Paper No. 272-4
Presentation Time: 9:00 AM-6:30 PM
PALEOBIOLOGY AND TAPHONOMY OF EXCEPTIONALLY PRESERVED PUTATIVE MACROALGAE FROM THE EDIACARAN ZUUN-ARTS BIOTA, WESTERN MONGOLIA
The first unequivocal evidence of complex multicellular life appears in the Ediacaran Period. Glimpses of life during this time can be seen in exceptionally preserved fossil deposits, which hold the key to a better understanding of the origins of multicellular life.
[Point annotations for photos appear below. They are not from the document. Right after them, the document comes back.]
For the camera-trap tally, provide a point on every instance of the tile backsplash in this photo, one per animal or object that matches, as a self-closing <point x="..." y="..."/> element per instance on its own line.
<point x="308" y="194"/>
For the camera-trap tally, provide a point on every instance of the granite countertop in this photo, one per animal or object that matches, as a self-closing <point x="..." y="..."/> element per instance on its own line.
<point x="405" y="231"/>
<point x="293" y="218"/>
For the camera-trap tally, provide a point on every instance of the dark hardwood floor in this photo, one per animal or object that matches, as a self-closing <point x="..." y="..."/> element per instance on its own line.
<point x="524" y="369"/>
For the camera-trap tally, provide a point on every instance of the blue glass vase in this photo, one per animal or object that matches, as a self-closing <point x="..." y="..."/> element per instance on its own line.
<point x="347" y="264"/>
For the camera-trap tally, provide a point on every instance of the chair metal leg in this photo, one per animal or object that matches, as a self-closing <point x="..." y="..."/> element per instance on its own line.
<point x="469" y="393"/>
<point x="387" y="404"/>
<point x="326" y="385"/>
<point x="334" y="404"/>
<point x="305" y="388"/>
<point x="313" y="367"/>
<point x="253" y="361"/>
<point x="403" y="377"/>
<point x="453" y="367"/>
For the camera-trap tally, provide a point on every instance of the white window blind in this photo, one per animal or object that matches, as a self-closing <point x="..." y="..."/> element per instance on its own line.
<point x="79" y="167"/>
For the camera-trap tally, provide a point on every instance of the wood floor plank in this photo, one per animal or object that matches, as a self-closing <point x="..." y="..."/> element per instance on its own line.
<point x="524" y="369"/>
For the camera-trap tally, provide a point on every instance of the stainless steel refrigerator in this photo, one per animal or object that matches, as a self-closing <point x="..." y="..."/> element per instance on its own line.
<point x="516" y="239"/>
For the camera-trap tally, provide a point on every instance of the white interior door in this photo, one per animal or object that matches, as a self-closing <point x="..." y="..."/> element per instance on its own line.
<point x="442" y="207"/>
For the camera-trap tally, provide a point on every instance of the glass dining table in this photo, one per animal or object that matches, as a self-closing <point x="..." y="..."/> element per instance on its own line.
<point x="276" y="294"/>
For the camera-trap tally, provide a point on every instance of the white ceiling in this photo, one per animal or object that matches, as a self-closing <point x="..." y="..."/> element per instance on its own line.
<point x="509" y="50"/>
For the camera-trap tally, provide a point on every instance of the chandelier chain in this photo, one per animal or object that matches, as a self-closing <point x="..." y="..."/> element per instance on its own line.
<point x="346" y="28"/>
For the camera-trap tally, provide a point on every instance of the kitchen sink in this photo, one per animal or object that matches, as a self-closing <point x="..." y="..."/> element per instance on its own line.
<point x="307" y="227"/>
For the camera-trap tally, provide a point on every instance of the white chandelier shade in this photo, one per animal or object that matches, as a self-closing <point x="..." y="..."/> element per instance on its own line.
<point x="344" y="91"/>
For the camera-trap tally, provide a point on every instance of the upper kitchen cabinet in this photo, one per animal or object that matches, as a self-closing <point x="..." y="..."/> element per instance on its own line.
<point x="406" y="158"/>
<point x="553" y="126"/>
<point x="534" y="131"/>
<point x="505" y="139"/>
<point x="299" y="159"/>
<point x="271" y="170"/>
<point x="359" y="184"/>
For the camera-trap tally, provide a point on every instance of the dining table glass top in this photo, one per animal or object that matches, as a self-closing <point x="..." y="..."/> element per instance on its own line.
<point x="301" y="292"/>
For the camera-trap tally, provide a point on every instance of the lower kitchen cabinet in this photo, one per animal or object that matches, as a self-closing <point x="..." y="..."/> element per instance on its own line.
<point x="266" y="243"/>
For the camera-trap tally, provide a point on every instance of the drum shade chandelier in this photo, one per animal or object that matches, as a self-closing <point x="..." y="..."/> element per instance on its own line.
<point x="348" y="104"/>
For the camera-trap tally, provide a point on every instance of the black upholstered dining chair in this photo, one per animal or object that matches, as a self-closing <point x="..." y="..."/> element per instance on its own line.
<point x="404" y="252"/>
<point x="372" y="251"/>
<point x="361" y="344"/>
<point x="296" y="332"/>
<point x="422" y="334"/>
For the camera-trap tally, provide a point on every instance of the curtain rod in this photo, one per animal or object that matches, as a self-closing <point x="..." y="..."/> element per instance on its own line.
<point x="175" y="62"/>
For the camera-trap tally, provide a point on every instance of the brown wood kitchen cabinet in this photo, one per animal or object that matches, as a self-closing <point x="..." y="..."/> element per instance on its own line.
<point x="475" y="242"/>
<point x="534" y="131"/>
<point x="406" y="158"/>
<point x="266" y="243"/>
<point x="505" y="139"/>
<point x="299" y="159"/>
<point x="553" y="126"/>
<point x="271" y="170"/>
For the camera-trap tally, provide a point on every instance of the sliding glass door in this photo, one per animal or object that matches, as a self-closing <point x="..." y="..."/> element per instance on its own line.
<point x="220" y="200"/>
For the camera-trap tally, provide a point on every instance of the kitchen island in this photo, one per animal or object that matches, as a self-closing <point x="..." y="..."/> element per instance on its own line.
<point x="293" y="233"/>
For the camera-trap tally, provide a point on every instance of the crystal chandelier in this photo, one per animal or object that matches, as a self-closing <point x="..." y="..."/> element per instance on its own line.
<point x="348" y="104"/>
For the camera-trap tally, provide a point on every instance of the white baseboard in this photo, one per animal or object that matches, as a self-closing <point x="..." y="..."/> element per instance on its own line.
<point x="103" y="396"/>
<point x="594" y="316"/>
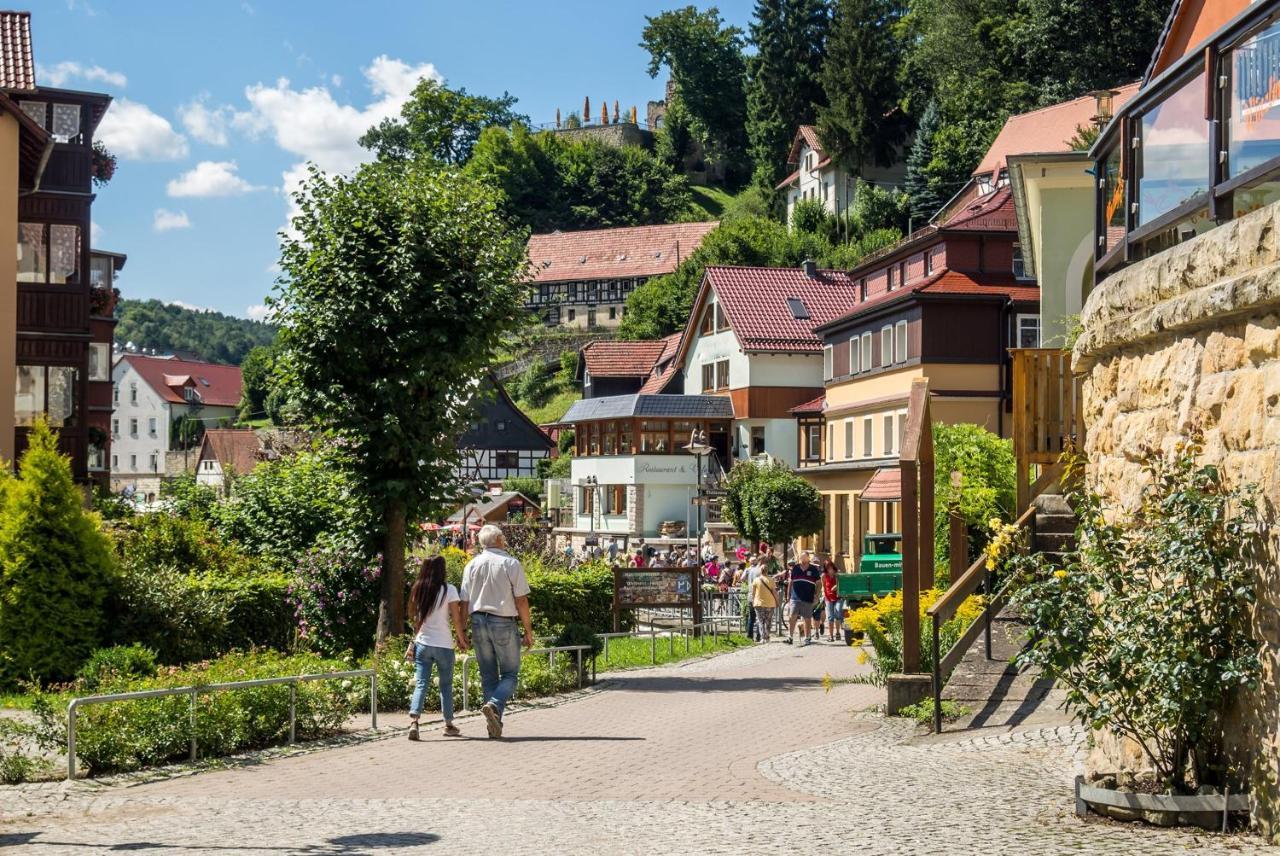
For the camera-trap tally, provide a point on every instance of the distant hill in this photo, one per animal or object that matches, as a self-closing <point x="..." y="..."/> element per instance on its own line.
<point x="209" y="335"/>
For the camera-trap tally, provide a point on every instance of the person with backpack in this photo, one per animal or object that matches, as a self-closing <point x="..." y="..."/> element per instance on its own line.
<point x="433" y="603"/>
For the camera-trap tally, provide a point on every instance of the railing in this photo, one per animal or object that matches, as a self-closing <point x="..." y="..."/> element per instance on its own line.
<point x="195" y="691"/>
<point x="1047" y="417"/>
<point x="945" y="608"/>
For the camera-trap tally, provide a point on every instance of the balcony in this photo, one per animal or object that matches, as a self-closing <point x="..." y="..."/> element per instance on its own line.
<point x="1198" y="146"/>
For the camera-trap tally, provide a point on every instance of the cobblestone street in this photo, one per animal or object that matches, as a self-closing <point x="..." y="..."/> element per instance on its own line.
<point x="746" y="752"/>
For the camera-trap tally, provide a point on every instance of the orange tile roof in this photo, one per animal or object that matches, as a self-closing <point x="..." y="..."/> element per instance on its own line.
<point x="613" y="253"/>
<point x="1046" y="129"/>
<point x="17" y="64"/>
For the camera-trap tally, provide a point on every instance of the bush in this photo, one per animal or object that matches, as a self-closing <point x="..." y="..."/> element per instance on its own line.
<point x="881" y="621"/>
<point x="55" y="568"/>
<point x="131" y="735"/>
<point x="118" y="662"/>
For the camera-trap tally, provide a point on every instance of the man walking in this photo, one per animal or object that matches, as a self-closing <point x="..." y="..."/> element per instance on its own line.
<point x="496" y="594"/>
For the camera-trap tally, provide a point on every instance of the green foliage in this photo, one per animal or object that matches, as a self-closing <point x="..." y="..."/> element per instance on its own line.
<point x="771" y="503"/>
<point x="439" y="123"/>
<point x="168" y="326"/>
<point x="1147" y="623"/>
<point x="131" y="735"/>
<point x="988" y="486"/>
<point x="55" y="568"/>
<point x="709" y="72"/>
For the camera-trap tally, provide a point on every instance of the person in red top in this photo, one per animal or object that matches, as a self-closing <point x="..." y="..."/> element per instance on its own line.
<point x="831" y="599"/>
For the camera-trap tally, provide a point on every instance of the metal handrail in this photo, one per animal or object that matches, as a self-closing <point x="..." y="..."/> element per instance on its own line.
<point x="195" y="691"/>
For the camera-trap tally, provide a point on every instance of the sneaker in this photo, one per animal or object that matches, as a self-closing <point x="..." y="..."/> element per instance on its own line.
<point x="492" y="721"/>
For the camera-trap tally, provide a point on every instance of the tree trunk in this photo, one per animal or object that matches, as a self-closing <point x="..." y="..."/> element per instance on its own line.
<point x="391" y="608"/>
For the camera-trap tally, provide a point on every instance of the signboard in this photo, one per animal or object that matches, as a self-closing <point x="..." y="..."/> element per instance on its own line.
<point x="668" y="587"/>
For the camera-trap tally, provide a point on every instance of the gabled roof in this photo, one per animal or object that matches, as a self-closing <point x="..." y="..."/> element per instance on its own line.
<point x="1046" y="129"/>
<point x="17" y="63"/>
<point x="236" y="449"/>
<point x="613" y="253"/>
<point x="218" y="385"/>
<point x="755" y="301"/>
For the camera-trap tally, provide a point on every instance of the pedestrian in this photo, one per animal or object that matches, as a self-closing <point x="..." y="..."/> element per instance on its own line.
<point x="496" y="594"/>
<point x="764" y="600"/>
<point x="801" y="594"/>
<point x="831" y="598"/>
<point x="433" y="604"/>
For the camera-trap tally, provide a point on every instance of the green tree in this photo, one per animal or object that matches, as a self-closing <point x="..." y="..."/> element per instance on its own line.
<point x="385" y="269"/>
<point x="863" y="123"/>
<point x="771" y="503"/>
<point x="709" y="72"/>
<point x="784" y="88"/>
<point x="55" y="568"/>
<point x="439" y="123"/>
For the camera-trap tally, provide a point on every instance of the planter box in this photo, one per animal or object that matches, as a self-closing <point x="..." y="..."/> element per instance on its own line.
<point x="1207" y="810"/>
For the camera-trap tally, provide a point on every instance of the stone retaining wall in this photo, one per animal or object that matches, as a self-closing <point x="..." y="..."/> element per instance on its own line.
<point x="1191" y="338"/>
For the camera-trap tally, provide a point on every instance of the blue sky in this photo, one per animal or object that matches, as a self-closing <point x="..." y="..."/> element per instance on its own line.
<point x="219" y="103"/>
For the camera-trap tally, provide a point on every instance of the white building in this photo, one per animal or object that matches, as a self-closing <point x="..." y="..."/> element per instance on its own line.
<point x="151" y="394"/>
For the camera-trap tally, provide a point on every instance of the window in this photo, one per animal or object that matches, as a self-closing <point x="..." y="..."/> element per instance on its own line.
<point x="100" y="361"/>
<point x="49" y="392"/>
<point x="1028" y="332"/>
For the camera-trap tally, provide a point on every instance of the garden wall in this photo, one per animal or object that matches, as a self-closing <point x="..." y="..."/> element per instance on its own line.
<point x="1192" y="338"/>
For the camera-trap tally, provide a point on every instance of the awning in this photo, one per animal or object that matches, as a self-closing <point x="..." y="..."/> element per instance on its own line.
<point x="885" y="486"/>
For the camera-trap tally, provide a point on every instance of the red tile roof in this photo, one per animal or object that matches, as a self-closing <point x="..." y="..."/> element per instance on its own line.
<point x="218" y="385"/>
<point x="613" y="253"/>
<point x="17" y="64"/>
<point x="755" y="302"/>
<point x="622" y="358"/>
<point x="1046" y="129"/>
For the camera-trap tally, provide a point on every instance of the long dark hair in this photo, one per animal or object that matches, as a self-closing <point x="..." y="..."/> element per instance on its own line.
<point x="428" y="589"/>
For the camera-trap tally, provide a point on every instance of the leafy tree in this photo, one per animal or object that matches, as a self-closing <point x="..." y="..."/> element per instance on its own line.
<point x="439" y="123"/>
<point x="863" y="123"/>
<point x="387" y="268"/>
<point x="709" y="72"/>
<point x="782" y="87"/>
<point x="55" y="568"/>
<point x="771" y="503"/>
<point x="151" y="325"/>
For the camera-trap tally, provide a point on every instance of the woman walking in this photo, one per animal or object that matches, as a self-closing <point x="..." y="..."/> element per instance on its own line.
<point x="432" y="603"/>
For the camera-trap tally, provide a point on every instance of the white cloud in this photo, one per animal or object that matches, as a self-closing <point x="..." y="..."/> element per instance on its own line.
<point x="133" y="132"/>
<point x="206" y="124"/>
<point x="60" y="74"/>
<point x="210" y="178"/>
<point x="168" y="220"/>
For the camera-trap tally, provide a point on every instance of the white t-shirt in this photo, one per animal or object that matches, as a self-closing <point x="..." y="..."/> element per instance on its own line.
<point x="435" y="630"/>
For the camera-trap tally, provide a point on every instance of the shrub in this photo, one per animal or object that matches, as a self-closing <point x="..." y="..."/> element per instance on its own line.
<point x="881" y="621"/>
<point x="118" y="662"/>
<point x="1147" y="622"/>
<point x="131" y="735"/>
<point x="55" y="567"/>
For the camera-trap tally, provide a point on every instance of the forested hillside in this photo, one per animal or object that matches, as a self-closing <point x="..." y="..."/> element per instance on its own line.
<point x="210" y="335"/>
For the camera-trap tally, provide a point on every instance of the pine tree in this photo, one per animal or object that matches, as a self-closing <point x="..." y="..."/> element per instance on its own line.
<point x="863" y="122"/>
<point x="55" y="568"/>
<point x="784" y="87"/>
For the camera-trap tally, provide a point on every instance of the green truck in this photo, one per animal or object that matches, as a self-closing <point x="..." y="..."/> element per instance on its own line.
<point x="880" y="568"/>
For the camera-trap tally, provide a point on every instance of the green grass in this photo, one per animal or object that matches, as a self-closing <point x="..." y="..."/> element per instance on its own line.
<point x="636" y="651"/>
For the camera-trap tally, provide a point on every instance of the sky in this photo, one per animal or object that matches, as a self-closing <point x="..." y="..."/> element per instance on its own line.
<point x="220" y="104"/>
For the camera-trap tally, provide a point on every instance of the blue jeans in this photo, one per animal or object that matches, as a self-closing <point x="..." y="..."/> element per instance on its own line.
<point x="497" y="646"/>
<point x="424" y="655"/>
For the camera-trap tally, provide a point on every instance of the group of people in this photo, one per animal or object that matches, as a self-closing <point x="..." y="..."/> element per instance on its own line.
<point x="494" y="598"/>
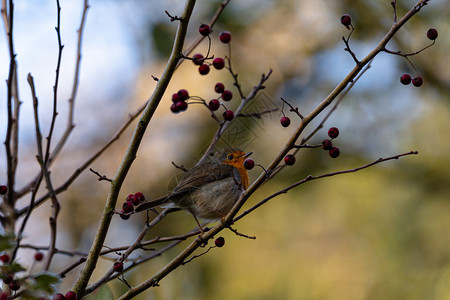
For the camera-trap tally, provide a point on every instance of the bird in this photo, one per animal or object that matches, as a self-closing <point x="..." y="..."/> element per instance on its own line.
<point x="209" y="190"/>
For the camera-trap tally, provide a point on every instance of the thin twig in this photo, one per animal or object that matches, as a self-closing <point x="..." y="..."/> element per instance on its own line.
<point x="310" y="178"/>
<point x="408" y="54"/>
<point x="100" y="177"/>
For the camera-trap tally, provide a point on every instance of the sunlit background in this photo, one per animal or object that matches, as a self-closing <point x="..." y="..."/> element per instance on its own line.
<point x="381" y="233"/>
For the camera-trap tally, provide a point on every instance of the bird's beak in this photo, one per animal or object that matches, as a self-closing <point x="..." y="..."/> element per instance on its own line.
<point x="247" y="154"/>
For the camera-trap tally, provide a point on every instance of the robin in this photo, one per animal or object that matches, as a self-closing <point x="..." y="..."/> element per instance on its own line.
<point x="209" y="190"/>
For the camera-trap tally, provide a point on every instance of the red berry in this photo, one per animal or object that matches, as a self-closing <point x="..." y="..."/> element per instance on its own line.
<point x="181" y="106"/>
<point x="220" y="241"/>
<point x="227" y="95"/>
<point x="134" y="200"/>
<point x="140" y="196"/>
<point x="432" y="34"/>
<point x="118" y="266"/>
<point x="127" y="207"/>
<point x="4" y="258"/>
<point x="174" y="108"/>
<point x="58" y="296"/>
<point x="175" y="98"/>
<point x="124" y="216"/>
<point x="4" y="296"/>
<point x="417" y="81"/>
<point x="3" y="189"/>
<point x="333" y="132"/>
<point x="327" y="145"/>
<point x="214" y="105"/>
<point x="228" y="115"/>
<point x="346" y="20"/>
<point x="14" y="285"/>
<point x="289" y="159"/>
<point x="197" y="59"/>
<point x="7" y="278"/>
<point x="225" y="37"/>
<point x="405" y="79"/>
<point x="219" y="87"/>
<point x="183" y="95"/>
<point x="204" y="30"/>
<point x="249" y="163"/>
<point x="334" y="152"/>
<point x="38" y="256"/>
<point x="203" y="69"/>
<point x="71" y="295"/>
<point x="285" y="121"/>
<point x="219" y="63"/>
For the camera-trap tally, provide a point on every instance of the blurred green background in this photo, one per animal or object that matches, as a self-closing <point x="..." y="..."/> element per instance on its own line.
<point x="381" y="233"/>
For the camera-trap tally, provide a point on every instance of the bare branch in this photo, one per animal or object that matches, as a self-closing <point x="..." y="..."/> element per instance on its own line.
<point x="310" y="178"/>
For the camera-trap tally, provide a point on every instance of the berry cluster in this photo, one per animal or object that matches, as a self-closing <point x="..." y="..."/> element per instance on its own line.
<point x="334" y="152"/>
<point x="417" y="81"/>
<point x="131" y="201"/>
<point x="118" y="266"/>
<point x="180" y="99"/>
<point x="3" y="189"/>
One such fossil deposit is the recently discovered Burgess Shale-type (BST) Zuun-Arts Biota of Zavkhan Province, Mongolia. Study of the Zuun-Arts Biota is just beginning, but preliminary SEM-EDS and morphological data indicate at least two forms of putative macroalgae preserved as aluminosilicate films. The biota is preserved in a black shale and is dominated by one species of putative macroalgae, Chinggiskhaania bifurcate. The goals of this project are to test the hypotheses that 1) the Chinggiskhaania specimens are indeed macroalgae and 2) they are preserved as aluminosilicate films. In order to test these hypotheses, fieldwork has been conducted to collect more fossil specimens. Morphological data, including the width and length of all elements and branching angles of any branching specimens, will be collected in order to constrain the taxonomic affinity of Chinggiskhaania. Morphological analysis will be aided through photography of specimens under cross-polarized light, as well as light microscope observations. SEM-EDS analysis will be performed on a sub-set of at least 25 specimens of Chinggiskhaania in order to learn more about their mode of preservation. Preliminary morphological data including branching filaments, thallus-like morphology and basal attachment structures resembling a stipe and holdfast support a macroalgae interpretation for Chinggiskhaania. Preliminary SEM-EDS data indicate high concentrations of silicon and aluminum relative to other elements as well as local concentrations of carbon. This is consistent with preservation as aluminosilicate films, possibly the result of diagenetically altered carbon films. Preliminary data suggest that the results of this study will support both of the central hypotheses being tested.